De acuerdo con estas estimaciones, en las cuatro próximas décadas, la TGF disminuiría de 2,25 años en el quinquenio 2005-10 a 1,85 en el quinquenio 2045-50 (CEPAL, 2008). Cabe señalar que en versiones previas la asíntota elegida era una TGF de 2,1 igual al nivel de reemplazo. Por su parte, NU (2013) tiende a adoptar los mismos parámetros experimentados en países europeos con una caída mayor y una posterior recuperación, combinando dos curvas logísticas y dos límites asintóticos (de 1,85 para 2050 y de 2,1 para el más largo plazo), lo que genera algunos cruces inesperados.



Gráfico 8. Tasa Global de Fecundidad (hijos por mujer)

Países selectos de América Latina. Años 1950-2100

Fuente: Naciones Unidas (2013).

A los fines de la proyección utilizada en este documento (extendida hasta 2100) se siguen criterios similares a los citados aunque priorizando un descenso más gradual y continuo. En consecuencia, para proyectar la TGF, se adopta un valor de 2,0 como único límite inferior asintótico.

Gráfico 9. Tasa Global de Fecundidad, Argentina. Años 1950-2100

Fuente: Elaboración propia y Naciones Unidas (2013).



Evolución histórica y tendencias de la migración internacional8

Si bien la migración internacional es un factor de suma relevancia para muchos países, en el caso argentino esta variable desempeñó un rol fundamental a fines del siglo XIX y primera mitad del XX, pero su impacto demográfico ha sido prácticamente nulo desde entonces.

Como se ilustra en el Gráfico 10, el crecimiento de la población total de Argentina experimentó subas y descensos muy pronunciados, principalmente dentro de las tres primeras décadas del siglo pasado, como consecuencia de las grandes olas inmigratorias recibidas.
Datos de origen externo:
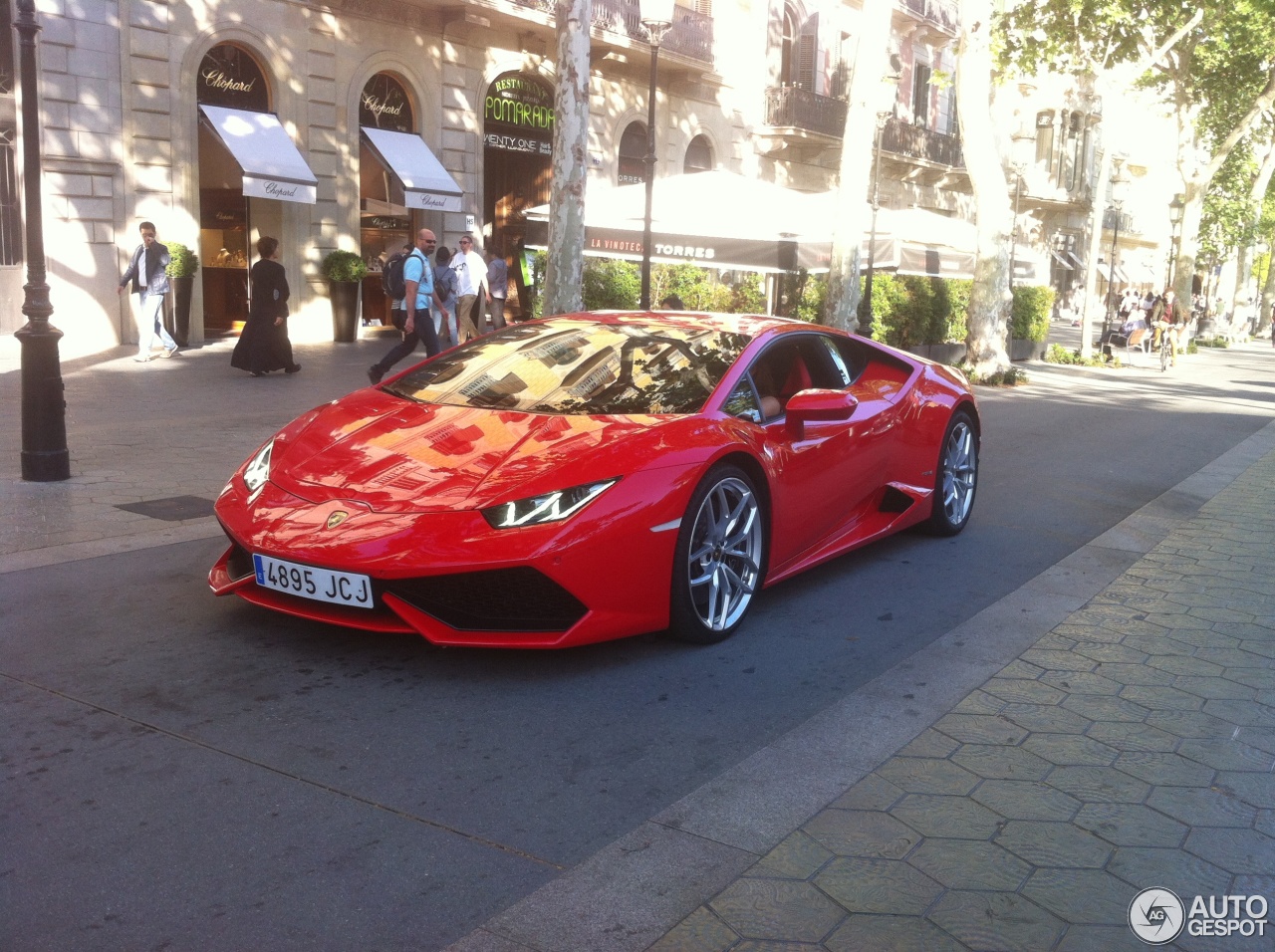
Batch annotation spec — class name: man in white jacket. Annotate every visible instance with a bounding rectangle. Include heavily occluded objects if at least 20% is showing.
[451,234,491,343]
[116,222,177,363]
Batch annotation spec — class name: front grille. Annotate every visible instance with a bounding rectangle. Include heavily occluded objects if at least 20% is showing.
[379,566,588,630]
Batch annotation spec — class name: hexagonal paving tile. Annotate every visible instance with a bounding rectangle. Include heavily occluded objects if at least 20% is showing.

A partir de 1930, la inmigración disminuye notablemente, con lo cual descienden la tasa de crecimiento de la población y la diferencia entre crecimiento total y vegetativo.9

Pasada la inmigración europea de la segunda posguerra, la migración neta tiende a disminuir y hacia final del siglo prácticamente hacerse nula, debido a que la menor tasa de inmigración externa, principalmente originada en países vecinos, se fue compensando con la creciente emigración de argentinos.



Gráfico 10. Crecimiento total, migratorio y vegetativo, por quinquenio

Argentina, 1870-2010

Fuente: elaboración propia en base a Lattes (1975) y Naciones Unidas (2013).

A partir de finales de la década de 1960 comienzan a delinearse dos fenómenos novedosos: el cambio en la composición de la migración externa (que pasa a ser casi exclusivamente de países limítrofes) y la emigración de argentinos (que se dirigen sobre todo a Estados Unidos y, con la crisis de inicios del Siglo XXI, a Europa, en particular a España).

De este modo, Argentina, se va conformando como el corazón de un subsistema regional de migración en el Cono Sur y se constituye en un país que expulsa población. Esta doble condición constituye un aspecto peculiar de una sociedad que todavía se percibe a sí misma como fruto de la inmigración europea. Los movimientos de población originaria de los países vecinos tienen una larga tradición histórica: desde muchos años atrás, estos se producen en los espacios transfronterizos integrados. Pero luego, y especialmente a partir de la década de 1960, los flujos migratorios limítrofes se dirigen cada vez más hacia el Área Metropolitana de Buenos Aires, que es actualmente el principal lugar de destino y que se constituye en el centro del subsistema migratorio del Cono Sur de América Latina.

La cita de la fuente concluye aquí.